Development of HT/HP Cement
Cementing Solutions, Inc. (Watters Engineering) of Houston, Texas, will team with Argonne National Laboratory and other industry partners to develop a "supercement" capable of sealing the casing and formation annulus at high temperatures (exceeding 350 degrees F) and high pressures. The supercement will possess superior pipe and formation-bonding capabilities to ensure a tight annular seal at depths exceeding 15,000 feet. Repairing failed cement jobs in deep, hot wells costs industry more than $100 million each year, often because the Portland cement systems used today cannot perform well the conditions found in deep wells. This new formulation will have the tensile strength, permeability, compressive strength and expansive properties required for long-term durability, minimizing the potential for mechanical failures. Work will begin with laboratory analysis of various Portland and non-Portland materials and mixtures to identify compositions that provide the optimum mechanical properties for withstanding extreme downhole temperatures and pressures. Upscale testing will be done to determine the cement's performance in larger quantities. Finally, a demonstration of the cement's performance will be conducted in three to six field applications in hot, deep wells. Total project cost is $2,489,575 with a cost share contribution of $980,000.

Stimulation Technology for Deep Well Completions (DE-FC26-02NT41663)
Pinnacle Technologies Inc. of San Francisco, California, is reviewing current and past stimulation practices and published research in order to characterize the current state-of-the-art for deep and/or high temperature/high pressure (HTHP) well completions and stimulations in the United States. Information will be obtained through literature reviews, interviews with operators, service companies and consultants, evaluations of rock mechanics and fracture growth in deep formations and assessments of actual stimulation techniques in three to five gas wells.
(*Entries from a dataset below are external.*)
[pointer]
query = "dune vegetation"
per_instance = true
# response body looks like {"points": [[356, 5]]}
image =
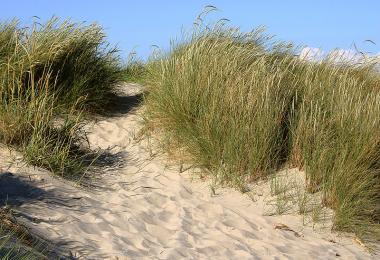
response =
{"points": [[243, 105], [51, 76], [240, 106]]}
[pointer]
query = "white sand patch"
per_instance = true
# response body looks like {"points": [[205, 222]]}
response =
{"points": [[148, 210]]}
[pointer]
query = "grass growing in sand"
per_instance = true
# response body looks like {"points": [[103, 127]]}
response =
{"points": [[50, 76], [242, 106]]}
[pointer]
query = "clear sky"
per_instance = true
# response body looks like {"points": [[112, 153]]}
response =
{"points": [[140, 24]]}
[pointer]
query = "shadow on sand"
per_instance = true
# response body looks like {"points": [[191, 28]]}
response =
{"points": [[17, 241]]}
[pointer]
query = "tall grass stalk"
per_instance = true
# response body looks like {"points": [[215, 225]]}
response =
{"points": [[242, 105]]}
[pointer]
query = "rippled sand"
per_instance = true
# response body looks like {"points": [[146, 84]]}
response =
{"points": [[145, 209]]}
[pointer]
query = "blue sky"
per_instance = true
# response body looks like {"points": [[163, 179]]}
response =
{"points": [[140, 24]]}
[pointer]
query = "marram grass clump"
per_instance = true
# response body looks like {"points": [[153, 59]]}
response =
{"points": [[242, 106], [49, 75]]}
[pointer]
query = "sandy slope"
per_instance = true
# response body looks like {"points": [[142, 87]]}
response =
{"points": [[147, 210]]}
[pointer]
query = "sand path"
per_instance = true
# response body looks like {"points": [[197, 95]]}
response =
{"points": [[144, 209]]}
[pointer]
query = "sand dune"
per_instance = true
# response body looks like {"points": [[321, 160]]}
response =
{"points": [[145, 209]]}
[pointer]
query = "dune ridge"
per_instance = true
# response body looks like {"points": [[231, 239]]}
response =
{"points": [[147, 209]]}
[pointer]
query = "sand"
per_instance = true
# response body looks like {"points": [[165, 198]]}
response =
{"points": [[142, 208]]}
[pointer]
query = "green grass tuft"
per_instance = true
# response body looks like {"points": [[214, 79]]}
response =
{"points": [[242, 106]]}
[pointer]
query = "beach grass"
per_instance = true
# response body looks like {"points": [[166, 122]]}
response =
{"points": [[244, 105], [53, 75]]}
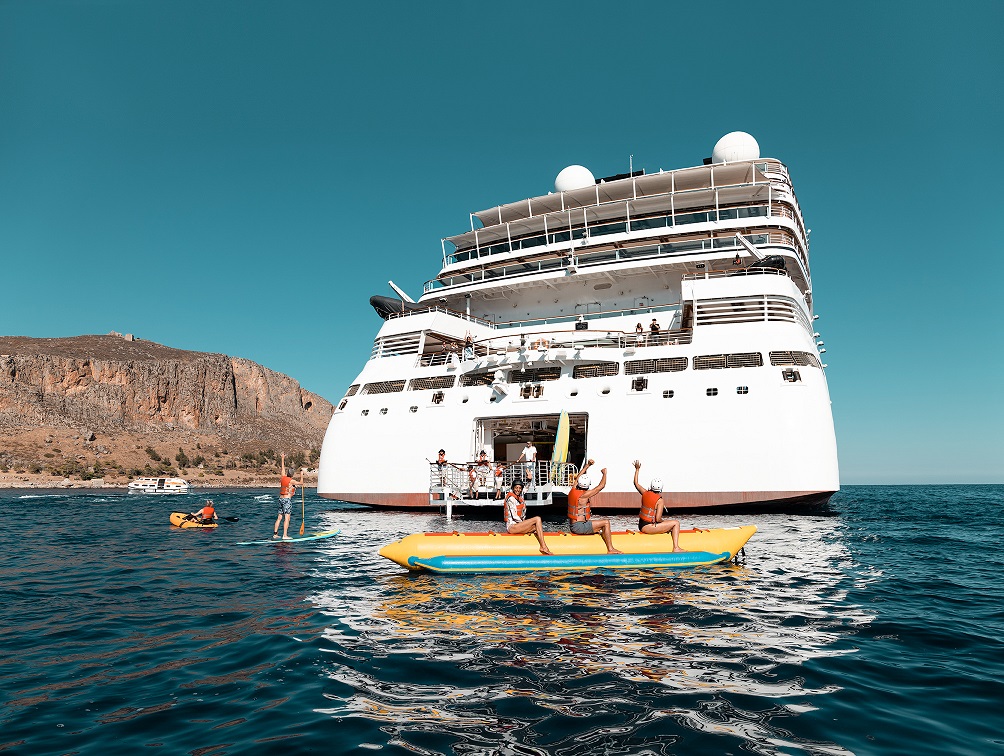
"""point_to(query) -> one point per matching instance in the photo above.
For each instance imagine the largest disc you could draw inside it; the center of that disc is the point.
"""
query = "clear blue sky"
(240, 177)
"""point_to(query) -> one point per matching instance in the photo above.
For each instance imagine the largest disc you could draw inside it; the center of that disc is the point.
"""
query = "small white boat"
(160, 486)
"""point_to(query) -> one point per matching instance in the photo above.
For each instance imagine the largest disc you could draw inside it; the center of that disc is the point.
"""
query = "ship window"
(801, 358)
(667, 364)
(534, 375)
(385, 387)
(477, 379)
(595, 370)
(718, 361)
(434, 382)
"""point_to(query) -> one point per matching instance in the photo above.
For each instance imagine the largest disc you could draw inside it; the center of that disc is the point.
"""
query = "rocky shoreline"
(27, 482)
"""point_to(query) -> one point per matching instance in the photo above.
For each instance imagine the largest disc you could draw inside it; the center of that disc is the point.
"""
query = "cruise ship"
(666, 317)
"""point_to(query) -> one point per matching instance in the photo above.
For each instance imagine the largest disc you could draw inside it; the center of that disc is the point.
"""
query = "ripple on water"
(126, 634)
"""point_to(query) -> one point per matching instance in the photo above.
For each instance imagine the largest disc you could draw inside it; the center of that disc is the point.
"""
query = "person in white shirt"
(516, 520)
(529, 457)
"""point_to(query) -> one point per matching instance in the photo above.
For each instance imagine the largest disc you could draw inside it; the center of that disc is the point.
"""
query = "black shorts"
(580, 528)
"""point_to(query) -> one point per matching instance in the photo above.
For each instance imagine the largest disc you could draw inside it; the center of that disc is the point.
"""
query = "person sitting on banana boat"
(580, 520)
(650, 517)
(516, 520)
(205, 515)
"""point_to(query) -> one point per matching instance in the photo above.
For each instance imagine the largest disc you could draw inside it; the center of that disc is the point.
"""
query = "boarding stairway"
(474, 484)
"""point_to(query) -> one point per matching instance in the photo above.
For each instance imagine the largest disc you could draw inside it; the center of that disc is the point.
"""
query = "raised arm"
(638, 469)
(601, 486)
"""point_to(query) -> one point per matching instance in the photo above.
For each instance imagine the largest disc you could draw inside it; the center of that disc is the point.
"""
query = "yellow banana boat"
(185, 520)
(465, 553)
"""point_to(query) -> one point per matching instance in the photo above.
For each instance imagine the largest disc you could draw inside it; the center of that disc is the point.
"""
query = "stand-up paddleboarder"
(287, 488)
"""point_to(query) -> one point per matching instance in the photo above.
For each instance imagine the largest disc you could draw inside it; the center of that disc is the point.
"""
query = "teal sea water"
(875, 627)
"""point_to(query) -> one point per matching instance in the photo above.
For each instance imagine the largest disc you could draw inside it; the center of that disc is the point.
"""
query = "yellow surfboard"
(560, 454)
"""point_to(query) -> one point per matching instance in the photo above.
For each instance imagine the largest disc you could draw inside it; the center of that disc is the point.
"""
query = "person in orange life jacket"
(287, 487)
(580, 520)
(516, 520)
(650, 518)
(206, 514)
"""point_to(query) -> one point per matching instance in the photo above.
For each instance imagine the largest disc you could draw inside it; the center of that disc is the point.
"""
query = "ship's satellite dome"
(735, 147)
(573, 177)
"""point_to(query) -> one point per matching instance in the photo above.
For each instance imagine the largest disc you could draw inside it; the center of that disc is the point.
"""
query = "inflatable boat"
(185, 520)
(466, 553)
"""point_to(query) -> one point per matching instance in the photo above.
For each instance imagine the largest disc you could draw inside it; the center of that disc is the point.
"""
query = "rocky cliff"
(109, 384)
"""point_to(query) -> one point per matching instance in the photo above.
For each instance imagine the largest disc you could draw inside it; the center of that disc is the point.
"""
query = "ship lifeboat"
(469, 553)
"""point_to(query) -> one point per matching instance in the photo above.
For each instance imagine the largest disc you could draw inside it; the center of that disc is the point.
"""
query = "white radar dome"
(573, 177)
(735, 147)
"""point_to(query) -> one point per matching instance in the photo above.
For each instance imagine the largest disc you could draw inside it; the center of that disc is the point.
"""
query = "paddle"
(302, 501)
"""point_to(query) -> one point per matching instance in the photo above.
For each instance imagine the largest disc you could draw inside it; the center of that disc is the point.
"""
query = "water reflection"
(671, 641)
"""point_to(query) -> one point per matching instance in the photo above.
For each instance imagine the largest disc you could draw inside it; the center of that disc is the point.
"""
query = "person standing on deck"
(580, 520)
(529, 457)
(650, 518)
(516, 521)
(287, 488)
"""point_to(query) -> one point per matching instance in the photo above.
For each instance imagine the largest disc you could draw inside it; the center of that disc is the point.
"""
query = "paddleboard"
(292, 539)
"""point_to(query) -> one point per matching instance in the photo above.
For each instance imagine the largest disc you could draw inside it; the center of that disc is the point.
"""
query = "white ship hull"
(753, 436)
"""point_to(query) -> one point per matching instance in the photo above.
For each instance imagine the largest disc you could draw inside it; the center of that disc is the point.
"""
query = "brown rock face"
(108, 384)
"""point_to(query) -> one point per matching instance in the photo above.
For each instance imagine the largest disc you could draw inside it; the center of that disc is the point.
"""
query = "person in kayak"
(650, 517)
(205, 515)
(516, 520)
(287, 488)
(580, 520)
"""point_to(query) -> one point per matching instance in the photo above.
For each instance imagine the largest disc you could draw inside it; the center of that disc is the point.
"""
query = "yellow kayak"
(501, 552)
(185, 520)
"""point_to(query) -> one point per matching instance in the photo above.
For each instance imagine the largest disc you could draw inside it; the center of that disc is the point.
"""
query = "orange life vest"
(650, 502)
(576, 511)
(520, 507)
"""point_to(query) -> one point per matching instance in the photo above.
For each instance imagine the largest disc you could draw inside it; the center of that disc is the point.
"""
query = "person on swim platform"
(516, 520)
(580, 520)
(287, 488)
(205, 515)
(650, 518)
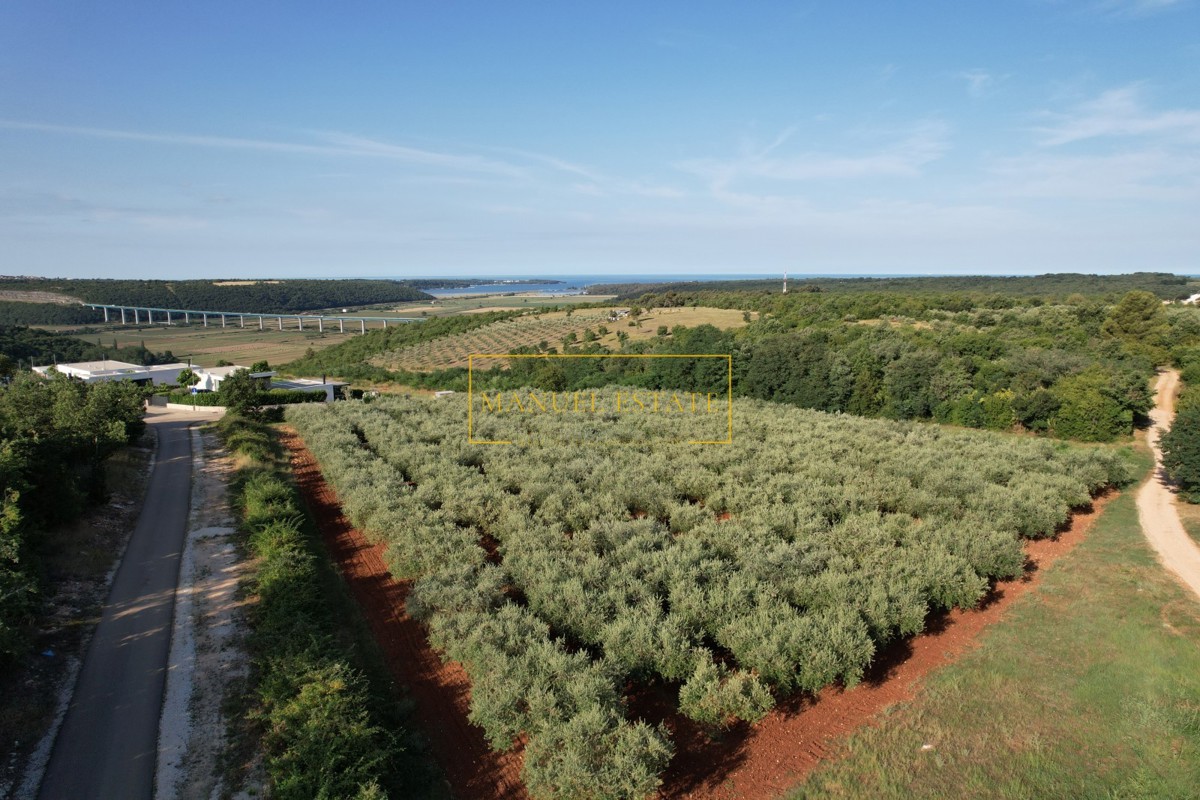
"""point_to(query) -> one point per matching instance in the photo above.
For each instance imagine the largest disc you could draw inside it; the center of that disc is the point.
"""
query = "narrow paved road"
(108, 741)
(1156, 500)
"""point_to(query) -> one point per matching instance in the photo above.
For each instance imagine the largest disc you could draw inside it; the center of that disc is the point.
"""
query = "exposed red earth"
(441, 690)
(750, 762)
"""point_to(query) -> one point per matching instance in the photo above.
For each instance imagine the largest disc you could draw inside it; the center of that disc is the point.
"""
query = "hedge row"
(270, 397)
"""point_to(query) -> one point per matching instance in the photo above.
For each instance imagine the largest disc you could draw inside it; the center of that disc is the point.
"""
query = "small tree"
(1181, 452)
(187, 377)
(241, 394)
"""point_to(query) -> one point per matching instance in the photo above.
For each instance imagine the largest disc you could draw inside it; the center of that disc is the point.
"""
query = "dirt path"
(1156, 500)
(442, 691)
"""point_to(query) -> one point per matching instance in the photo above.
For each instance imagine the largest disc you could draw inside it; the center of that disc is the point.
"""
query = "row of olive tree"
(780, 563)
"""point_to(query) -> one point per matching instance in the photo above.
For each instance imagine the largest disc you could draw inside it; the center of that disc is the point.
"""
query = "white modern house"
(310, 385)
(95, 372)
(211, 377)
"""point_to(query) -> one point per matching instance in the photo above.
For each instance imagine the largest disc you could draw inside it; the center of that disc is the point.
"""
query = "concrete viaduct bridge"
(147, 316)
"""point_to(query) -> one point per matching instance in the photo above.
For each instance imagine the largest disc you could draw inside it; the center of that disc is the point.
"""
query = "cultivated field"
(550, 329)
(1089, 687)
(474, 305)
(571, 579)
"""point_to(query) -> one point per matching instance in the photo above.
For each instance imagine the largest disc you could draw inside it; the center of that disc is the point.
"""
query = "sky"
(403, 139)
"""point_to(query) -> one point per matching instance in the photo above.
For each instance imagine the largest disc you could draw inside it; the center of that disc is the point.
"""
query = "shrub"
(1181, 452)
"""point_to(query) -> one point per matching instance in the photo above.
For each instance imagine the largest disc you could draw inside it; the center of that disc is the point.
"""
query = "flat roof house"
(94, 372)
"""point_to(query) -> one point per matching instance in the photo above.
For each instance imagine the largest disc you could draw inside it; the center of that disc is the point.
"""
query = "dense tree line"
(267, 296)
(25, 347)
(1077, 371)
(1055, 286)
(54, 437)
(781, 563)
(48, 313)
(327, 732)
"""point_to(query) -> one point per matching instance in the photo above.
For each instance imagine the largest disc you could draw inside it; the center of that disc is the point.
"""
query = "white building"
(211, 377)
(94, 372)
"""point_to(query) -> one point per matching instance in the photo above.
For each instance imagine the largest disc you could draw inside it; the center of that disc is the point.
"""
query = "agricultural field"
(207, 346)
(498, 337)
(549, 330)
(568, 578)
(480, 304)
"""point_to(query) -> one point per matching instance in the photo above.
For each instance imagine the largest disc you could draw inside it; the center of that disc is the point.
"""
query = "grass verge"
(1089, 689)
(330, 721)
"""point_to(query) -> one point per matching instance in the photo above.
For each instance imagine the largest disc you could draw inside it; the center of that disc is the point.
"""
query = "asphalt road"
(108, 741)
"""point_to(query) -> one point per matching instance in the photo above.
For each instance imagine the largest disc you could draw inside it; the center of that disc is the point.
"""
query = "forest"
(732, 575)
(265, 296)
(25, 347)
(54, 438)
(1057, 286)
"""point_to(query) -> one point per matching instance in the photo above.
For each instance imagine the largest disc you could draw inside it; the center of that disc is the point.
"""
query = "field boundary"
(471, 400)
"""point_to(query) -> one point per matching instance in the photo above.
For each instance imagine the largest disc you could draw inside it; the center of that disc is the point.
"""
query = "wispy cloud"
(981, 82)
(327, 144)
(1135, 7)
(1119, 113)
(903, 158)
(1137, 175)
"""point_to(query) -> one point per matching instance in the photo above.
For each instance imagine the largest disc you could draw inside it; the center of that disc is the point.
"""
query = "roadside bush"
(321, 733)
(1181, 452)
(319, 737)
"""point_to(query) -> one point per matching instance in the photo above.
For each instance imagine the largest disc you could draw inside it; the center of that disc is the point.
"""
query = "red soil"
(771, 757)
(442, 691)
(749, 762)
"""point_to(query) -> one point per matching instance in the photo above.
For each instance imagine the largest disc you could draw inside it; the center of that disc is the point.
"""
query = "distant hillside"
(28, 347)
(269, 296)
(1164, 284)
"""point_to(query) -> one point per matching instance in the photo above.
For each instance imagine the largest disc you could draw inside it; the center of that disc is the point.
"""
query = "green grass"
(329, 719)
(1089, 687)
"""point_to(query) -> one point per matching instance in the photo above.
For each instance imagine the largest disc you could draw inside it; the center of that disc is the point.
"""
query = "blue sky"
(279, 139)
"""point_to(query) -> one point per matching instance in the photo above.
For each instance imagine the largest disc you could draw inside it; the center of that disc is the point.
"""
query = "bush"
(1181, 452)
(322, 735)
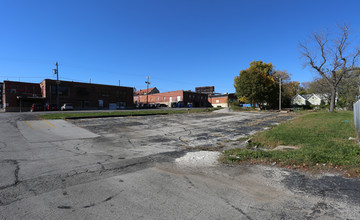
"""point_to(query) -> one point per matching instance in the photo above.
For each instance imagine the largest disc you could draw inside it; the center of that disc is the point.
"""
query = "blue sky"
(180, 44)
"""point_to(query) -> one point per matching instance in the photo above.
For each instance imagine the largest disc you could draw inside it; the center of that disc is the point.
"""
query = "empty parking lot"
(154, 167)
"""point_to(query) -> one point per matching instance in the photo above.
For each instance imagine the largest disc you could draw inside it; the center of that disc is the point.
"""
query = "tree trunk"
(332, 98)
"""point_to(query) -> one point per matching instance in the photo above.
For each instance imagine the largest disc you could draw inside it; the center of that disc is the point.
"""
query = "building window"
(82, 91)
(64, 91)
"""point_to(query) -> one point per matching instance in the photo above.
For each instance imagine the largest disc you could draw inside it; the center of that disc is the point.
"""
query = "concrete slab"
(52, 130)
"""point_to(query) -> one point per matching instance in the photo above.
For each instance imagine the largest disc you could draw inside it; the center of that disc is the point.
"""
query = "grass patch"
(69, 115)
(323, 139)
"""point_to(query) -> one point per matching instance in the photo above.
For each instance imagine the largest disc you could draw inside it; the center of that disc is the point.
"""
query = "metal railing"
(357, 116)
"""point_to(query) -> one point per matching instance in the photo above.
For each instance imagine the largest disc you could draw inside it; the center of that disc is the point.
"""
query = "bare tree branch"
(333, 65)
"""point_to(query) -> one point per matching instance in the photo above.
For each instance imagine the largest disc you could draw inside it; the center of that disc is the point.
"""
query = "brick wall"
(193, 98)
(87, 95)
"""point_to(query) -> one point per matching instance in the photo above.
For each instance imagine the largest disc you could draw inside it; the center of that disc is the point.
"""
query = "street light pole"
(56, 71)
(280, 94)
(147, 90)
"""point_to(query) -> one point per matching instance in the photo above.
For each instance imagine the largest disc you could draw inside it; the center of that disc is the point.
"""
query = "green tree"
(257, 84)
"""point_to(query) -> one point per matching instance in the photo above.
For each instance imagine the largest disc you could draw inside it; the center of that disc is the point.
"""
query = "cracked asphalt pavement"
(155, 167)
A comprehensive report will be assembled and provided to the gas industry through publications and workshops. The information will develop and extend the knowledge base for the Department of Energy and drilling industry in the United States and Gulf of Mexico. The results should help reduce uncertainty and increase success in frontier and emerging deep and HTHP formation plays. The final report will include an assessment of what technologies are currently effective in deep and HTHP formation stimulation and completions, as well as where improvements are needed. Total cost of Phase I of the project, scheduled for completion in 2003, is $225,000, of which $45,000 will be a cost-shared contribution by Pinnacle Technologies Inc.